Plus grandes forces de cette BD :
- le dessin est d’un superbe classicisme. Le visage de Tom ressemble beaucoup à celui de Julien Boisvert, le héros de Plessix, et plusieurs personnages rappellent les films de Disney. Doit-on se surprendre que la talentueuse dessinatrice ait été formée dans les studios espagnols de ce géant américain ?
- les chats sont joyeusement dessinés. On les croirait tous directement sortis du film les Aristochats, encore de Disney. D’ailleurs, on en a la preuve à la page 47 (troisième vignette), alors qu’on y voit un évident clin d’œil à Berlioz, Toulouse et Marie, les trois chatons de Duchesse.
- un récit qui laisse planer d’intéressants mystères et entrevoir de palpitantes possibilités. Qu’en est-il de la relation entre les trois pères? La mère de Tara n’était-elle pas une source de conflit pour ces trois vieux amis, du temps où ils étaient collégiens? Pourquoi le père de Mathilde en veut-il tant à celui de Tara? Quel rôle la cape aux souhaits a-t-elle eu dans la vie de ces trois hommes? Et à quel prix? Oui vraiment, vivement la suite!
- les personnages sont suffisamment nombreux pour assurer un réel tissu social. Le fait que trois familles soient impliquées permet de monter le nombre de personnages actifs à huit!! C’est certain qu’on ne sait pas encore tout d’eux, bien loin s’en faut, mais le fait que le récit est relativement lent nous permet de nous attarder aux réactions, attitudes et regards de chacun, de nous forger nos propres hypothèses pour les expliquer et de découvrir ainsi la complexité de leur personnalité. On pourrait presque dire que le sous-texte est riche!

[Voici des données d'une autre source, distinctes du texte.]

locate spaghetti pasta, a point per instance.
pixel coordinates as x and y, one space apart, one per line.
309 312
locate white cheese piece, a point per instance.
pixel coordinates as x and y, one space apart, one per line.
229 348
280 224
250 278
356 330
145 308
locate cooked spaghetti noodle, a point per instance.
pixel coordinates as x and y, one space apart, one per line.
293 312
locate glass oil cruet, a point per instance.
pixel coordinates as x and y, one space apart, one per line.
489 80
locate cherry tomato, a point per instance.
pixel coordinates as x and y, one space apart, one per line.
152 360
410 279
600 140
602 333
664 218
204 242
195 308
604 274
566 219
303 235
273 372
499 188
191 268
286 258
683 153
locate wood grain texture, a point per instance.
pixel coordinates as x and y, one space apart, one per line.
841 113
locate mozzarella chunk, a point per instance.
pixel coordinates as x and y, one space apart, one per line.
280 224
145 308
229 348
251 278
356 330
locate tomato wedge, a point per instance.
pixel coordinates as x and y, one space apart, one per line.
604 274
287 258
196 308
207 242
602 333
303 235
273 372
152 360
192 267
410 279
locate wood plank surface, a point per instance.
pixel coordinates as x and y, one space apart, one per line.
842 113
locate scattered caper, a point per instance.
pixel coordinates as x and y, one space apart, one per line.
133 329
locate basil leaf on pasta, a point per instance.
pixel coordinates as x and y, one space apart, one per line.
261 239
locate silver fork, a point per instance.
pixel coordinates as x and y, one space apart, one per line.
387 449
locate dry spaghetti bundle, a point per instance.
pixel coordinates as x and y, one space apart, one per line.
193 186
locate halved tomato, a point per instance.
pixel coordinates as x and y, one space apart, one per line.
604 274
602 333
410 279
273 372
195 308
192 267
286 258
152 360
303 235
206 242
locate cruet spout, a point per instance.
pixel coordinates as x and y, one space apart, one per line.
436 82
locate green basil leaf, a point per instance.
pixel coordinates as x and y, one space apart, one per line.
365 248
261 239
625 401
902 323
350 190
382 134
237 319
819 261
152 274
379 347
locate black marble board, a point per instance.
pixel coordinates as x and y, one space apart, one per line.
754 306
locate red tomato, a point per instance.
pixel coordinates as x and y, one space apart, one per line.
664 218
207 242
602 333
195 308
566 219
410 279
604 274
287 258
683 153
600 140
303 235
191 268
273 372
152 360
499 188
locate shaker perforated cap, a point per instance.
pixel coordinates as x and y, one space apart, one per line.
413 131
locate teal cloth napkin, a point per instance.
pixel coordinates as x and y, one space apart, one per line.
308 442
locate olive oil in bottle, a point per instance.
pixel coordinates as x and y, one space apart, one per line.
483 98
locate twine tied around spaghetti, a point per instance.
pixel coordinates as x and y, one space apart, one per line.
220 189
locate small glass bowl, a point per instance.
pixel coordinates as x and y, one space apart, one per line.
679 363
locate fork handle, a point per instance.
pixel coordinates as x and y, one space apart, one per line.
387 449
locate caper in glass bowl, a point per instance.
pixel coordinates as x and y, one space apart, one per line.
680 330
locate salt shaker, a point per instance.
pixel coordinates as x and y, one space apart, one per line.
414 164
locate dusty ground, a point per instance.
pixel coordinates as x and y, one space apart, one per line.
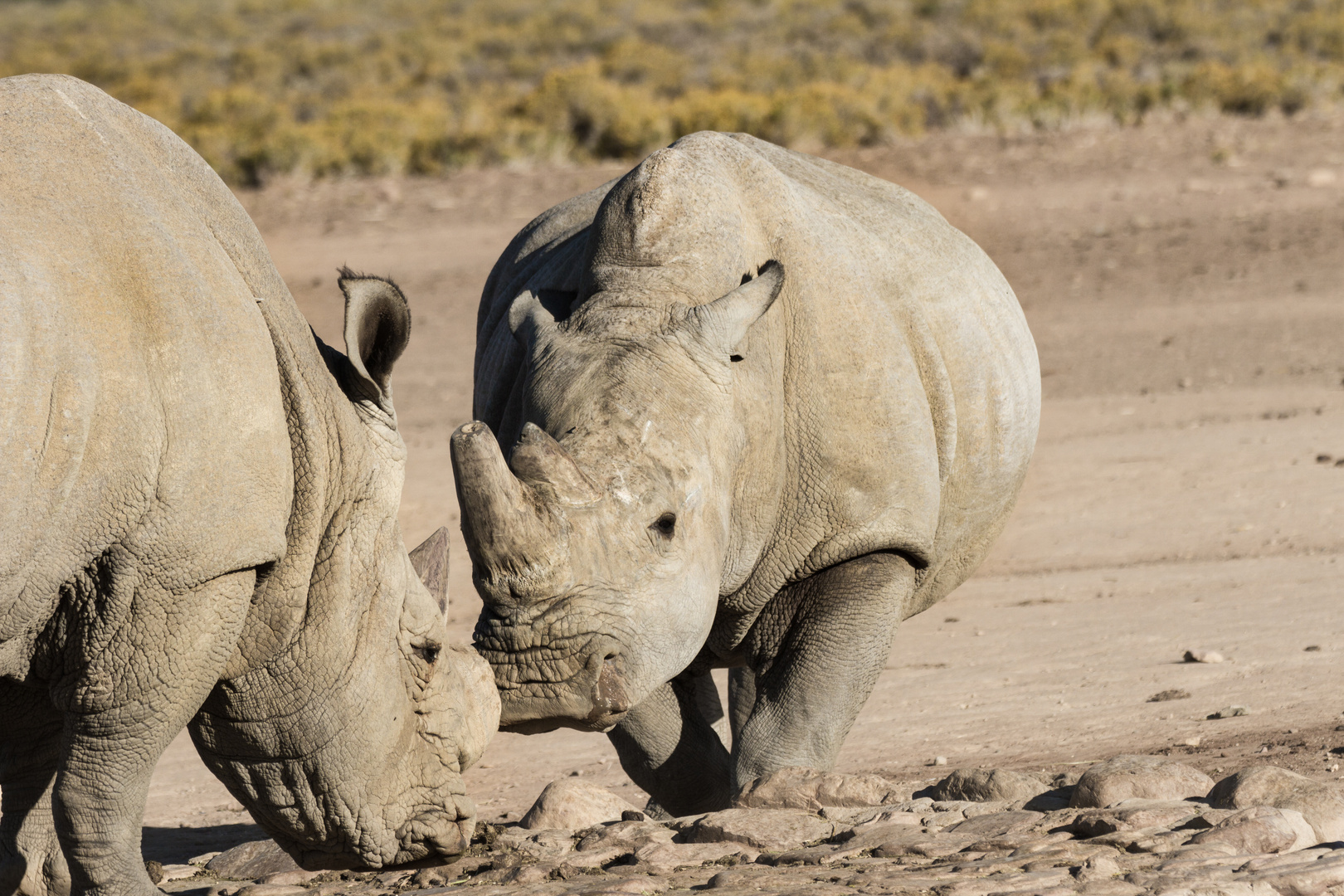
1185 286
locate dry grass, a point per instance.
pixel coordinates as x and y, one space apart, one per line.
374 86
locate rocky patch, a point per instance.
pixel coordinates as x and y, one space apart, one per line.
1230 841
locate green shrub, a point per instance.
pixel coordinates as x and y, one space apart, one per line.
371 86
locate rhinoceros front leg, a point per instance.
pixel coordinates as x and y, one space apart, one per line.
32 861
155 664
817 652
668 744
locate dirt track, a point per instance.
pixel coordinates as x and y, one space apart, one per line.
1186 288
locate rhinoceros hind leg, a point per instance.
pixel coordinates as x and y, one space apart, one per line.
32 861
149 680
671 748
817 652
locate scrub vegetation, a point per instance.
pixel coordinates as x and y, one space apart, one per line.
375 86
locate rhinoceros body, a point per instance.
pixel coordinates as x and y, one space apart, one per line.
197 524
761 409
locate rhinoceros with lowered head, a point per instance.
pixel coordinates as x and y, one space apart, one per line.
758 409
197 524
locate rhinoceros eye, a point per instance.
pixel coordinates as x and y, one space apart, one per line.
665 525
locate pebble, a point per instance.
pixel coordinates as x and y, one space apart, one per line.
1235 709
1322 805
990 785
572 804
810 789
1172 845
1122 778
1203 655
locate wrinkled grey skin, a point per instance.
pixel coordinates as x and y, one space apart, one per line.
760 409
197 524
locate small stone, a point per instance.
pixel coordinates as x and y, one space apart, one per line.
1261 829
251 860
1320 805
988 785
179 872
297 876
763 829
1138 777
572 804
810 789
1097 868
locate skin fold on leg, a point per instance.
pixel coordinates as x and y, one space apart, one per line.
816 653
670 747
32 863
124 707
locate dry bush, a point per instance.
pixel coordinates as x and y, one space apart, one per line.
374 86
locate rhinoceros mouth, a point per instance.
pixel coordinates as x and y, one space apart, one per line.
594 699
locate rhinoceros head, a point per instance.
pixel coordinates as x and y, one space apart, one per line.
346 719
598 547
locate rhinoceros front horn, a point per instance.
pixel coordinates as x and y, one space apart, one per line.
431 563
504 522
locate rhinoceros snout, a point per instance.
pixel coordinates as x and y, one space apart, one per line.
594 699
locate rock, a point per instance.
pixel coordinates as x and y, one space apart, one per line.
1261 829
1227 712
1308 879
572 804
251 860
1138 777
988 785
765 829
1135 815
179 872
661 859
626 835
1322 805
799 787
997 825
297 876
1097 868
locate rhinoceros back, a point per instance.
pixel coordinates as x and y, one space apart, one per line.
140 406
893 395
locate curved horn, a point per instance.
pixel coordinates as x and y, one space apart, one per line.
505 527
539 460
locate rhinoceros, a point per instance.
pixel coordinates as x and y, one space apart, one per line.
197 524
760 409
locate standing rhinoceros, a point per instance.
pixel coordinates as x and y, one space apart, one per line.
762 407
197 524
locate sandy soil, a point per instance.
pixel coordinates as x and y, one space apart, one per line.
1185 284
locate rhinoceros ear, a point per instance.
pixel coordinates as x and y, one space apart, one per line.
378 325
724 321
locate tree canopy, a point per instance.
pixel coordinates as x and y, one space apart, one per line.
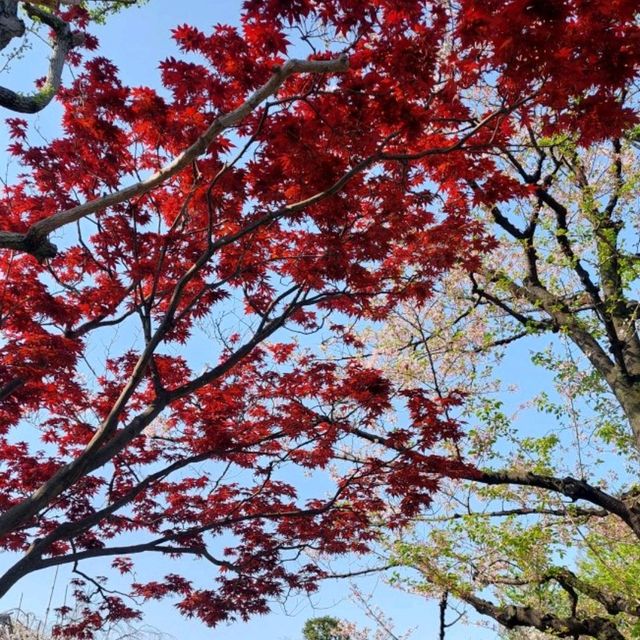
166 256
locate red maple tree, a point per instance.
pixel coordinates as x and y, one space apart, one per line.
154 396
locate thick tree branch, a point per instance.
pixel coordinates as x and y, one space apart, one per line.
35 241
64 40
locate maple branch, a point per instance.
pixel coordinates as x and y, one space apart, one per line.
64 40
35 242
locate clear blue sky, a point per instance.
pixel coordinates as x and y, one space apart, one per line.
136 40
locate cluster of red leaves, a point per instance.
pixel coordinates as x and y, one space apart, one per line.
352 193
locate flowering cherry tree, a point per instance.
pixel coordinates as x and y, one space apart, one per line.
162 255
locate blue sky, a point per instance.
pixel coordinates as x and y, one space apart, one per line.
136 40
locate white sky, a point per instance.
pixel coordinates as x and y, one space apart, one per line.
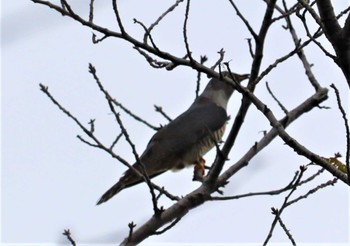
51 181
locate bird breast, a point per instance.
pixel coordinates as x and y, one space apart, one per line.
204 145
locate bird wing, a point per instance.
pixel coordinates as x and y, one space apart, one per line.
170 145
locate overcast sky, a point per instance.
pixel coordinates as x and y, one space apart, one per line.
51 180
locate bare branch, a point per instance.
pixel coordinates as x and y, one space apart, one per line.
275 98
347 130
160 110
188 50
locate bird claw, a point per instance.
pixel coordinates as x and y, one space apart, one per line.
199 170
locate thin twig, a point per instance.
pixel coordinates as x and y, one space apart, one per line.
278 212
284 227
188 50
91 12
321 186
221 52
170 9
159 109
168 227
275 98
347 130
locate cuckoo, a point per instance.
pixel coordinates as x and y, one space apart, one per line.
186 139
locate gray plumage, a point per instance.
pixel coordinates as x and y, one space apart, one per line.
184 140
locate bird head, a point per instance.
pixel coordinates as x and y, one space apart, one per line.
220 91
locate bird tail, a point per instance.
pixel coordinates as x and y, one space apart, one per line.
111 192
129 179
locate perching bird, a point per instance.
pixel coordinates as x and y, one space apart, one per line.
186 139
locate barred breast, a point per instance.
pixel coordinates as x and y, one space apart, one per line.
203 146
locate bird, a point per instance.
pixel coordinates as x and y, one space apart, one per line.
186 139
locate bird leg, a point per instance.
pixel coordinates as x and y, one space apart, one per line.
199 170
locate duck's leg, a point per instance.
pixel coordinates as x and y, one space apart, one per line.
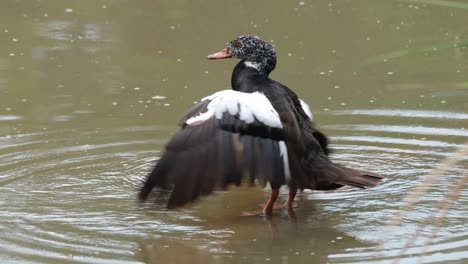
292 195
289 203
268 209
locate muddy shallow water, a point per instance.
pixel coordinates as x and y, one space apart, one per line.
90 91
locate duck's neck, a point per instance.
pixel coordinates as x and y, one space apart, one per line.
247 77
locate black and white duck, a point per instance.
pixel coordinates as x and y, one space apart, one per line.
259 131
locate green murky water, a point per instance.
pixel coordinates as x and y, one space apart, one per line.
91 90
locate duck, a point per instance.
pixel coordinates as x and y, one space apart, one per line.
258 132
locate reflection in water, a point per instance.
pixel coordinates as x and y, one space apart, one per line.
90 95
256 240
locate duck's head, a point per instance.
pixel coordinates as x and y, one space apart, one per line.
252 50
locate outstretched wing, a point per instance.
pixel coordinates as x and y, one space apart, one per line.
225 137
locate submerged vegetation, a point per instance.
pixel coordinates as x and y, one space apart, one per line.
442 208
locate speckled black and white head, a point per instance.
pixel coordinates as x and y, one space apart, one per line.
252 50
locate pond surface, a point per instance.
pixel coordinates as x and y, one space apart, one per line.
90 91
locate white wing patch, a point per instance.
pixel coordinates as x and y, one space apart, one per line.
306 109
249 107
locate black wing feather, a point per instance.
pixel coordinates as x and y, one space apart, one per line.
213 153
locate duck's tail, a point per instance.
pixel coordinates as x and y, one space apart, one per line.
357 178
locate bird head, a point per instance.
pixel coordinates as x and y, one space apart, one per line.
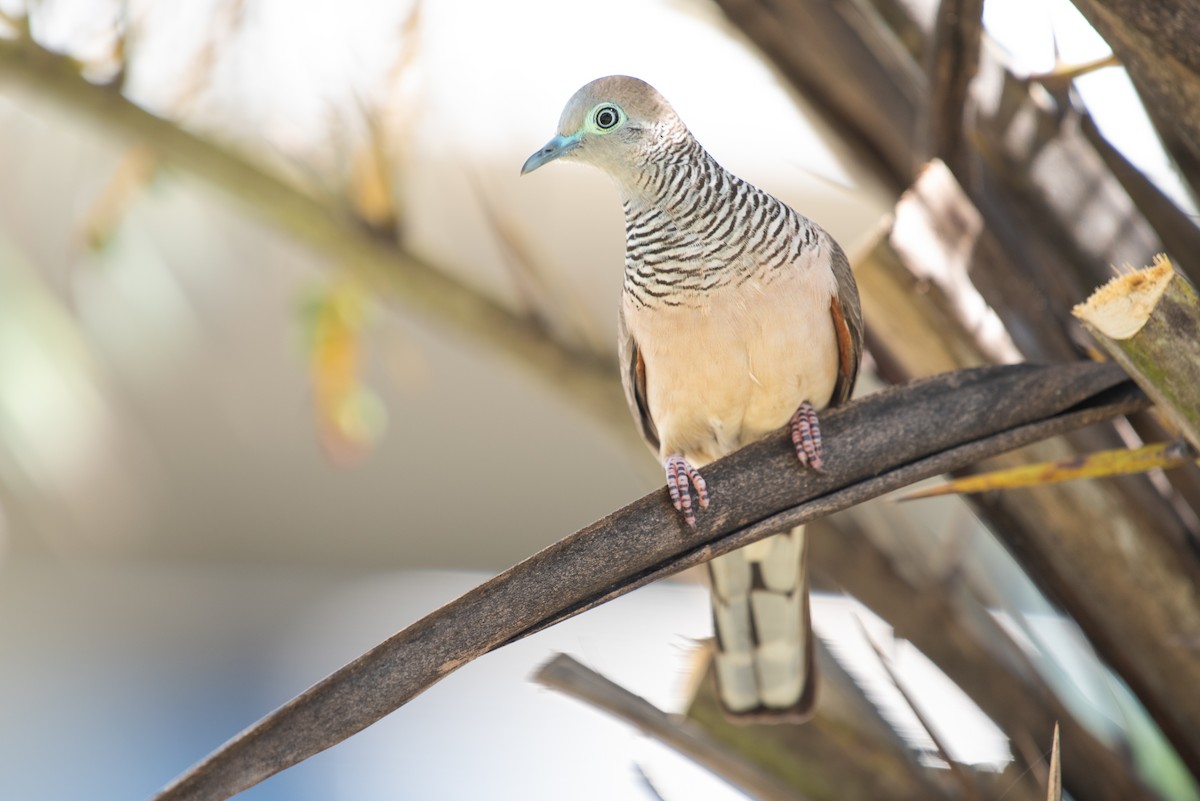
611 122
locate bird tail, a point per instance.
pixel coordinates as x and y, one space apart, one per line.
765 658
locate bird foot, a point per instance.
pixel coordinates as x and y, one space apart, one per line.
682 479
807 437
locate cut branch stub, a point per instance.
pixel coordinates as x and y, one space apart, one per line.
1150 323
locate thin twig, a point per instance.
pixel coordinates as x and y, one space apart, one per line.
567 675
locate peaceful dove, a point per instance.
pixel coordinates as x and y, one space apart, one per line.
738 315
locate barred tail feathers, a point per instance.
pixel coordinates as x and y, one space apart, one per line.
763 628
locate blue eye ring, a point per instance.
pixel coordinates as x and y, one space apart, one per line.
606 116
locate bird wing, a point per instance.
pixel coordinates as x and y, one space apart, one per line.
633 378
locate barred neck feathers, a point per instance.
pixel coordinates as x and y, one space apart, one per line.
693 227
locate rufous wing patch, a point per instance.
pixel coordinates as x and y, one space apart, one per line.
847 357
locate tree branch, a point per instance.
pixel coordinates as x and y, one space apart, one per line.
875 445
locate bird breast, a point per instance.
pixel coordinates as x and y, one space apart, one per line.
733 363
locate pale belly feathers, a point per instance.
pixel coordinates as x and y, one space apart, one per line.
726 373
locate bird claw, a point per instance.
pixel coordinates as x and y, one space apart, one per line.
682 477
807 437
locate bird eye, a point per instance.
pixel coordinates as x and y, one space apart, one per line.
606 118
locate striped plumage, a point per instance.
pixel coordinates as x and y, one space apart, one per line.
738 315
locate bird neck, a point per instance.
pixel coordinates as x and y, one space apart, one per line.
693 228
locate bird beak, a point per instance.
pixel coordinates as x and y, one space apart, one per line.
556 148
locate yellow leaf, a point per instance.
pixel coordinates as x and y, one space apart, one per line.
349 416
1096 465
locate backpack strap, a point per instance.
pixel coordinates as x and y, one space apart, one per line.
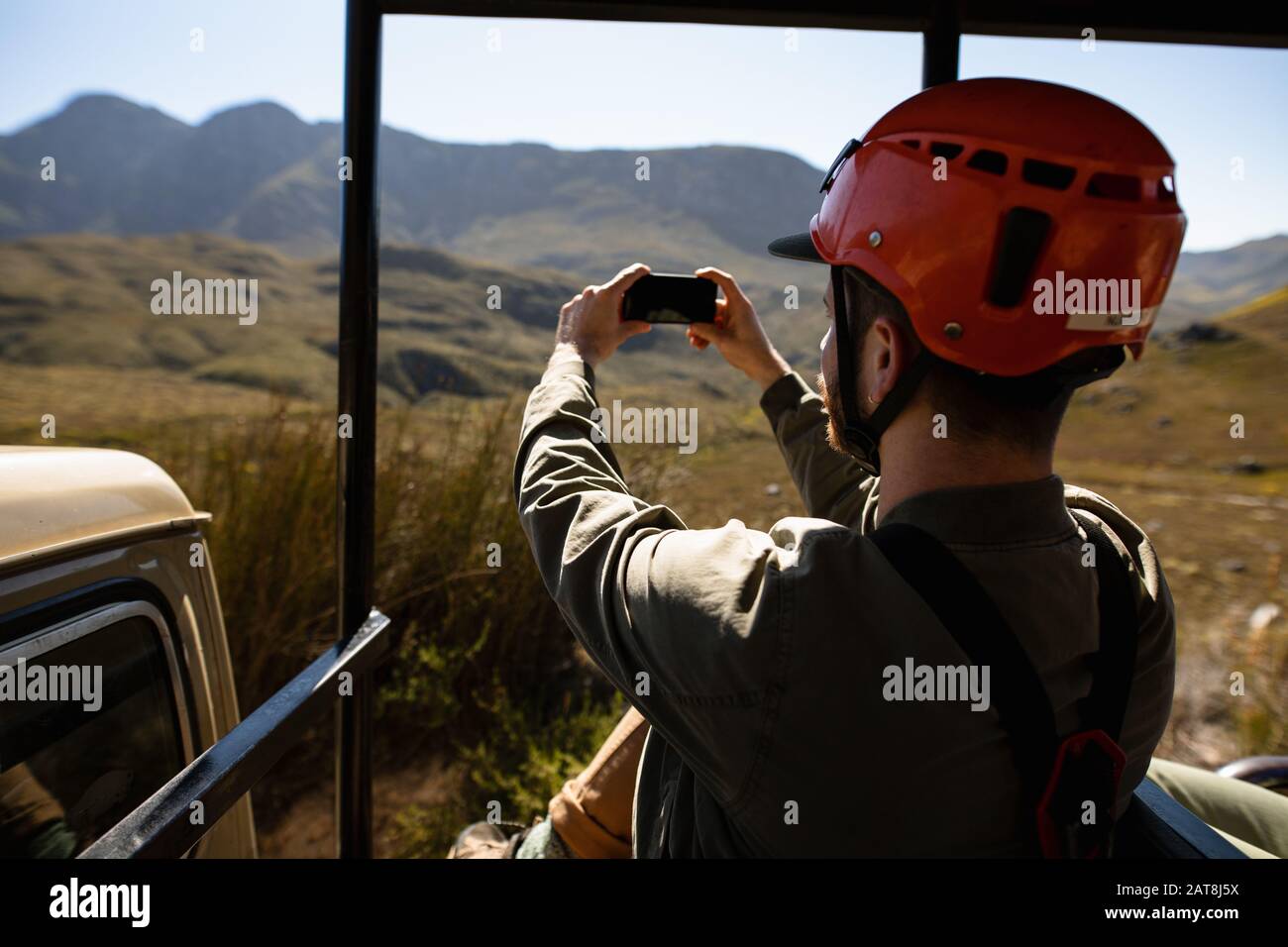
971 617
1115 668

Ce qui m’a le plus agacé :
- le titre de la série et celui du tome, qui n’ont rien à voir, pour le moment, avec le récit. Le seul item magique que l’on retrouve dans cet album, c’est la cape, que je ne qualifierais pas de talisman… Et s’il y a bien un livre mystérieux, après lequel quelques personnes courent avec avidité, rien ne nous laisse présager qu’il s’agisse d’un grimoire des souhaits… En fait, comme l’album se termine au moment même où Tara s’apprête à l’ouvrir, j’ai l’impression que le titre a été donné un tome trop tôt!!
- la lenteur du récit. Il s’agit d’un premier tome qui doit, bien évidemment, mettre les choses en place, mais c’est ici un peu exagéré. Il y a trop d’emphase mise sur les ambiances au détriment de l’action. Oui, on a compris que la pauvre petite Tara fait pitié, qu’elle est ridiculisée par ses pairs parce que sa mère trime dur pour la faire vivre et parce que son père est comateux… Toute la section contenue entre les pages 12 et 24 aurait, à mon avis, mérité d’être resserrée ou, du moins, redynamisée.
- la représentation un peu surfaite de la proverbiale méchanceté des jeunes. Personnellement, en plus de vingt ans de carrière auprès de cette clientèle, j’ai vu des jeunes rire méchamment de leurs pairs à cause de caractéristiques physiques ou de situations épisodiques difficiles («Aaah! Juliette a des poux!»). Mais je n’ai jamais eu connaissance que des jeunes aient été insensibles au point de se moquer de la maladie ou du décès d’un parent d’un autre élève…
- les chats aux muscles surhumains. C’est un peu fort, une dizaine de chats qui soulève et transporte une personne! Pas à bout de bras, comme dans les dessins animés genre Yogi l’ours, non non! Une dizaine de vrais chats, qui marchent à quatre pattes, mais qui se collent côte à côte pour former un genre de plate-forme mouvante, de tapis roulant félin !?!? Même si la personne en question est une jeune fille d’une dizaine d’années assez menue, je n’y crois pas une minute, et ce n’était pas nécessaire: le côté fantastique de l’invasion des chats, lors du party final, se suffisait à lui-même pour nous faire comprendre qu’une certaine magie était en opération!